The irony of “mutual respect”

mutual respect

This is how the US is being seen around the world.

This article at IndiaTimes News, “This Picture Of A Woman Facing Cops At ‘Black Lives Matter’ Will Remind You Of Tianmen’s Tank Man Shot!” and this travel advisory warning from other nations to “Use ‘extreme caution’ around police” when visiting the US send shivers.

Mutual respect between police and the citizens they serve cannot thrive in a “them versus us” mindset. It’s not about control or barking orders; it is about upholding the laws. In a most unpredictable, dangerous profession, police officers, too, remain citizens in a civil society.

The President’s eloquence in a speech in Poland last week reinforced this, “I’d like all sides to listen to each other.” It’s not “them versus us.”

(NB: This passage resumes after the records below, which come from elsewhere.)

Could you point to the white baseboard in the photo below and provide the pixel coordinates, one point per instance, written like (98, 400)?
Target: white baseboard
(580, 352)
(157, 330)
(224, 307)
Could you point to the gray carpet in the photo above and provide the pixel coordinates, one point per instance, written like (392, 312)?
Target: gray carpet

“Law enforcement agencies have responsibility for the outcome of encounters with citizens, and good policing involves the values upon which a department bases its operations.” – US. Department of Justice, 2003 report: “Principles of Good Policing: Avoiding Violence Between Police and Citizens.”

Are today’s police departments an “occupying force” or community members who have are protectors of rights and laws? Is the police officer, “The neighborhood patrol officer, backed by the police organization, helps community members mobilize support and resources to solve problems and enhance their quality of life,” as suggested by community policing initiatives?